Part-time entrepreneur

Michael Heap, UK

I first realised that I wanted to start my own business after watching Richie Rich when I was a kid. Unfortunately, I wasn’t born heir to the Rich Industries empire and so figured out that my best shot of having a McDonald’s in my house was to follow in the footsteps of Messrs. Branson and Sugar and make my own way. However, despite devouring every Dragons Den and The Apprentice episode produced, for some reason I still wasn’t ‘rolling in it’ and so, I ended up going to university, getting a degree and embarking on my Chartered Accountancy exams at EY in the Banking and Capital Markets audit service.

Even though I was business-less, the four or so years that followed did provide me with indispensable practical experience in the finance and business industries which gave me ample time to ponder my next move. It was during this time that I formulated my first solid business idea. As luck would have it, I was at a stage in my career (prior to my promotion to manager) and time of the year, when I could consider taking some time out on sabbatical to give it a go. After a few weeks of discussions with my counsellor and engagement partners, it was agreed that I would take three months of unpaid leave.

Now, if this was a movie, then we’d probably say, “And the rest, is history,” but it isn’t. Whilst, I learned an awful lot over those three months about many different things, such as branding, product design and project management, I didn’t have a tremendous amount to show for it.

So, I went back to EY, but with a new tactic; instead of seeing EY as the enormous global organization that it is, I wanted to treat my department and my engagements as their own ‘small’ businesses. Engagements which I could have a say in how they were run. I started thinking more about what I found interesting and what I could get involved in or create myself. How does getting involved in the year-end performance reviews and people engagement strategies sound? It sounds good right? How about providing training sessions on how to provide feedback and avoid common auditing pitfalls? Sure, why not. Or maybe even starting a new FinTech team within Financial Services Assurance?

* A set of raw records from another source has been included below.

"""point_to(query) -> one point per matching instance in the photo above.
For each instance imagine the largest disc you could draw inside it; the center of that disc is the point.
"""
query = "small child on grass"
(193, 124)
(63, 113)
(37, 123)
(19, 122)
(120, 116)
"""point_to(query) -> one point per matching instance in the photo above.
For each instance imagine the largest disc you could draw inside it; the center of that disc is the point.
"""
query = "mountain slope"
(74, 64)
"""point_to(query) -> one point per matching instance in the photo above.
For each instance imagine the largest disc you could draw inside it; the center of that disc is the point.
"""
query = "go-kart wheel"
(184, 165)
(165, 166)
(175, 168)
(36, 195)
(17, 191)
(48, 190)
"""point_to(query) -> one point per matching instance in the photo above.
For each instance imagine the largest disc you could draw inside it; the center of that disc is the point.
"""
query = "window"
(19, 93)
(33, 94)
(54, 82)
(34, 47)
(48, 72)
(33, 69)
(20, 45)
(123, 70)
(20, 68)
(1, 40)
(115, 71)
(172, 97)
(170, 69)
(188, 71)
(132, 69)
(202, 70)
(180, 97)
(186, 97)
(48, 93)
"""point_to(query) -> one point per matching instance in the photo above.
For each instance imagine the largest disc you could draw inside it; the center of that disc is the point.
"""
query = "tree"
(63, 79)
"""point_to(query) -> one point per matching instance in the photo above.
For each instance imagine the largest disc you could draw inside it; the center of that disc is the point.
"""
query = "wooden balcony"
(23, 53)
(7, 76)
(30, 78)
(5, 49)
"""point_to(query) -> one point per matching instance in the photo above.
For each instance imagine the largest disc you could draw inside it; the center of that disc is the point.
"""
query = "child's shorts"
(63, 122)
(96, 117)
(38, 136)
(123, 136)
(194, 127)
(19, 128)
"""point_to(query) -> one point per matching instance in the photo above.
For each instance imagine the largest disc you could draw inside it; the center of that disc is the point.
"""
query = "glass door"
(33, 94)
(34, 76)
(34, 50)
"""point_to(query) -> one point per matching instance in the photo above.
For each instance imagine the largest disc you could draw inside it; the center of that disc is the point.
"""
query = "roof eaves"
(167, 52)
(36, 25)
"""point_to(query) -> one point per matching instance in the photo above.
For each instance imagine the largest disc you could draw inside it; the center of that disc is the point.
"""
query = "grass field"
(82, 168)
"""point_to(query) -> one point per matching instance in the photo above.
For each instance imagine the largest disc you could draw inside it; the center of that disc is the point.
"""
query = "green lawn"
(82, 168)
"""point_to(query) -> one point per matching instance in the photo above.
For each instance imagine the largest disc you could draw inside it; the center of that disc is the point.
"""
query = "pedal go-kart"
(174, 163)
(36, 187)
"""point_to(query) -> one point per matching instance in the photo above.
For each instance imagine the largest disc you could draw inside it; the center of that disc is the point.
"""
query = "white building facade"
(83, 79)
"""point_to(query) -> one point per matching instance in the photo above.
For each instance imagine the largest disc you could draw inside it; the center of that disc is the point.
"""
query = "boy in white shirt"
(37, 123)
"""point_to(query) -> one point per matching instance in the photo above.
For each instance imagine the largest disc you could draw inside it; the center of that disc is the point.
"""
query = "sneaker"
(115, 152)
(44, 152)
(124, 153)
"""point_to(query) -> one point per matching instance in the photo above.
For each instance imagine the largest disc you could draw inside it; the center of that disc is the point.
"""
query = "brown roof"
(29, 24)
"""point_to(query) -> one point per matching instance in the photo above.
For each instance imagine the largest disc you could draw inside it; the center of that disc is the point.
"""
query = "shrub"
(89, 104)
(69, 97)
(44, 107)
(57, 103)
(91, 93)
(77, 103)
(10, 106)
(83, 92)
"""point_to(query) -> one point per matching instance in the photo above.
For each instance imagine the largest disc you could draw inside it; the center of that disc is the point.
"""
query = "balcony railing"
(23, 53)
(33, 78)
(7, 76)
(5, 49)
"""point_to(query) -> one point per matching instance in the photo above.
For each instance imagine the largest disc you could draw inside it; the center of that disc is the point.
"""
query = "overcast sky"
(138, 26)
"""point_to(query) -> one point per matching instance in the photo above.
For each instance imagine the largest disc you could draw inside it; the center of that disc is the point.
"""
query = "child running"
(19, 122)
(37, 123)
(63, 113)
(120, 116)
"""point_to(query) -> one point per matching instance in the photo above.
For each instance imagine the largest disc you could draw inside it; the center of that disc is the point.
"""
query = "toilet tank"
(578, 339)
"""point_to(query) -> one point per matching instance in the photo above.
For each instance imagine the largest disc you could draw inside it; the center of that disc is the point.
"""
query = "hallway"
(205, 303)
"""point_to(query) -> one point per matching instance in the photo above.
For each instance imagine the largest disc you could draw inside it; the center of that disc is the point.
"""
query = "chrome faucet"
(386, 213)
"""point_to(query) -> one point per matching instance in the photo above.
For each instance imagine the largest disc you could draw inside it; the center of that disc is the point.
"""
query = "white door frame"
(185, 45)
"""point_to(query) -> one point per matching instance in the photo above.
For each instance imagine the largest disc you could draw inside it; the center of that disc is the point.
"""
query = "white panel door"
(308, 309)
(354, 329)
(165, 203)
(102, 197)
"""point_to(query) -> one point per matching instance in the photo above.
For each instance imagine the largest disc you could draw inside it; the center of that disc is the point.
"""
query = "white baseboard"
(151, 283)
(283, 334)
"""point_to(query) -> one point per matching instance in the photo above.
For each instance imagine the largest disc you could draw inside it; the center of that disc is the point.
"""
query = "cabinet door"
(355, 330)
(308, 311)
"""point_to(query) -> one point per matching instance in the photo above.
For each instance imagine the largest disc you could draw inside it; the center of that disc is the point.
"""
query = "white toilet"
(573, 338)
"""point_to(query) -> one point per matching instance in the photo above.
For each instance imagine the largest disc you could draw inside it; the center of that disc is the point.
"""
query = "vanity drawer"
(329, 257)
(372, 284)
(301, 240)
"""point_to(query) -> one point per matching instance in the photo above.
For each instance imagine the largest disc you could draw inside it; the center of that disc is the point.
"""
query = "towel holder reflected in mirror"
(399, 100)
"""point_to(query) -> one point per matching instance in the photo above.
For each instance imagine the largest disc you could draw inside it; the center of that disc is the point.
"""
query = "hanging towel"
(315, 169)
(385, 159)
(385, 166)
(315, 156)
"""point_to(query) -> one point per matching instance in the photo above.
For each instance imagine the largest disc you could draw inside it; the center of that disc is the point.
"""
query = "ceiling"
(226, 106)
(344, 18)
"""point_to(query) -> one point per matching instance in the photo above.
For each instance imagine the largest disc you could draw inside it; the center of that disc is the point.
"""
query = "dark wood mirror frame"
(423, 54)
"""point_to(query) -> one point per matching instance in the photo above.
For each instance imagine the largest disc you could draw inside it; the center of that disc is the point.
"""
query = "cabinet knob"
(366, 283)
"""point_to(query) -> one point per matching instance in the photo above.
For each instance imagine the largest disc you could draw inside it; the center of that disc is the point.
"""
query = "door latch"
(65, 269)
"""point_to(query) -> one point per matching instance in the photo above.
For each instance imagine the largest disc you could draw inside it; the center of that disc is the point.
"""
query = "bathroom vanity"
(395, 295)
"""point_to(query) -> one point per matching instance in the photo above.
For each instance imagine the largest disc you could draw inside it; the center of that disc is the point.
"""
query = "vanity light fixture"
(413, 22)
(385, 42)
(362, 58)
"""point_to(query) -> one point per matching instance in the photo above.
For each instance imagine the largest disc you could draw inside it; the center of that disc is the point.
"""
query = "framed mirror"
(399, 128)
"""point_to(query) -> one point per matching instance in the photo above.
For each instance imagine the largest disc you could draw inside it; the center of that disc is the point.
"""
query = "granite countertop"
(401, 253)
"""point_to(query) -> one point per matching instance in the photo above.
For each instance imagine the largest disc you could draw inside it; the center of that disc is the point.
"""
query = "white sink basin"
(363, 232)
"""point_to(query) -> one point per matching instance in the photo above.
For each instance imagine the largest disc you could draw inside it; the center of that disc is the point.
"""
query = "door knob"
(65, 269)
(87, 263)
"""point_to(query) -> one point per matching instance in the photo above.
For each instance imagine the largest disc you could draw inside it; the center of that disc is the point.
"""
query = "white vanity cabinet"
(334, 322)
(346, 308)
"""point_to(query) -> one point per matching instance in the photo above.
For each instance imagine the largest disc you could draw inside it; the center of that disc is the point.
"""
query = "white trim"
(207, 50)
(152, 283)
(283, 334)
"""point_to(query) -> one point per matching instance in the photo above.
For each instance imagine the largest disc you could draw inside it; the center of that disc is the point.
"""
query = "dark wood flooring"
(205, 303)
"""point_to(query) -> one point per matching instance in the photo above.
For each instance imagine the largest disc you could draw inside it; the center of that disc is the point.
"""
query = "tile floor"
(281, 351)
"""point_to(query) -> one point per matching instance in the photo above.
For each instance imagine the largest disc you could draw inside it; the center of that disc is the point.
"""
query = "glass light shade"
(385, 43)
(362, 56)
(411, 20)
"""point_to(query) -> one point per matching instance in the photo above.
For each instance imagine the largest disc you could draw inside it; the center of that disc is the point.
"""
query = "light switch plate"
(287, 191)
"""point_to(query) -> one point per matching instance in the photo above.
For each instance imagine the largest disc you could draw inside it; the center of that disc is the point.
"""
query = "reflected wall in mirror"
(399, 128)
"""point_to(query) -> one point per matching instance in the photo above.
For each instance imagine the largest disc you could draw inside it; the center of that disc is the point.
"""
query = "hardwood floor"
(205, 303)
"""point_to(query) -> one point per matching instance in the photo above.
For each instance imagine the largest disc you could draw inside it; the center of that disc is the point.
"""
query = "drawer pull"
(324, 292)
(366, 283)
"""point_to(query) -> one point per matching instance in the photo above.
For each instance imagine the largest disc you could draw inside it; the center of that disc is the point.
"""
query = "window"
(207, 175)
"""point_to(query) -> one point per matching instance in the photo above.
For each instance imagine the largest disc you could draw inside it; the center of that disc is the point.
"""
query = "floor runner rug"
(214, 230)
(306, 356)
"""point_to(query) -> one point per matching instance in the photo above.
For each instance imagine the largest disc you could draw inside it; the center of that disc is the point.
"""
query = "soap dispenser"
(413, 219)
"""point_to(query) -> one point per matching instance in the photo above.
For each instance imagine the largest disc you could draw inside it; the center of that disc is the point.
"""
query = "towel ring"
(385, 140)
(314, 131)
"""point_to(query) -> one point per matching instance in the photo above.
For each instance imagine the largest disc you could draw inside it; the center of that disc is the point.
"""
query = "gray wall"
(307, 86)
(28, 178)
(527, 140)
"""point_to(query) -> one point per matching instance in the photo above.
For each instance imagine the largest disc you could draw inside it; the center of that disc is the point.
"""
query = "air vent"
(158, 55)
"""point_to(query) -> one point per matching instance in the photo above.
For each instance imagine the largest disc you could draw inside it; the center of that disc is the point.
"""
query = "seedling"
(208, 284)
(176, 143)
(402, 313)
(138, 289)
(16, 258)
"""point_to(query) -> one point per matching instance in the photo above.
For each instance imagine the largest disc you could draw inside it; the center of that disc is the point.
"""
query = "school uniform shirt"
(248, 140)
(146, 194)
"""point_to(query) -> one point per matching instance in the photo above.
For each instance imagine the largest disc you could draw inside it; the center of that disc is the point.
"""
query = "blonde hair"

My initial reaction to learning about FinTech was: so, there are these small start-up companies that are just starting their own banks without branches? And, what’s this blockchain that everyone keeps going on about? Well, that’s pretty different. I started asking around and found out that there were a few others asking similar questions and that we, as an organization, had actually been getting requests in to audit some of these businesses. So, I dived in headfirst and consumed every article, paper and website that I could find on FinTech, reading anything I could get my hands on.

As luck would have it at that time, EY happened to be joining forces with a group promoting FinTech in the UK and they were looking for people to work on projects at these FinTechs. After chatting with a partner in my department, it turned out that I would be fortunate enough to be offered the opportunity to go. My task, should I choose to accept it (I did) was to help my FinTech turn their prepaid card into a fully-fledged bank-like service.

Off I went into the unknown (definitely overdressed, even in chinos and a shirt – don’t let the ‘Fin’ fool you, these are tech companies) to try and figure out how to build a banking service. Now, the downside of this was that it had never been done, so there was no instruction manual. The upside? When all was said and done, I would be a world-leading professional on ‘agency banking’ (I can tell you’re impressed.) Three months went by and sure enough with zero knowledge from day one but with a great team at the FinTech and some generous members of EY Advisory who devoted their time explaining many concepts to me, we were able to map out how to: send money through faster payment networks; set up direct debits; and send money all over the world and all parties involved left happy.

I learned so much from my experience, but the most important thing I took away from it was that whilst starting a business is hard, it is achievable. I now had at my disposal, thanks to my years at EY and my FinTech secondment, a lot of the necessary skills to give it a proper go. With my previous idea still burning bright in my mind, it was time for round two (also known as: ’the idea strikes back’).

After working closely with one partner on a FinTech proposal, we got to talking about my business ambitions and he floated the idea that it may be a mutually beneficial arrangement if I were to stay on working part time. Now, this was an idea I hadn’t even considered, but made a lot of sense. I could fund my business for longer, continue doing the work I found interesting at EY and have a fall back for if it didn’t take off.

Nearly a year later, here I am; I work three days a week at EY with the rest of my time devoted towards my own business (an app called Tmup that helps you find sport to play, on demand — coming soon — in case you were wondering). I would be lying if I said that it has been a completely smooth sailing — there has been a lot of trial and error in terms of how to approach it. It does require constant discipline to stop myself checking emails when I am not in the office, but also to ensure client service levels do not drop. However, seven years in, I can honestly say that I feel I have grown more at EY this year than in any previous year and the lessons I am learning from my own business have been hugely beneficial in my roles at EY.

I think there are very few places that allow the flexibility that EY gives its people; I certainly don’t know what I’d be doing right now without it.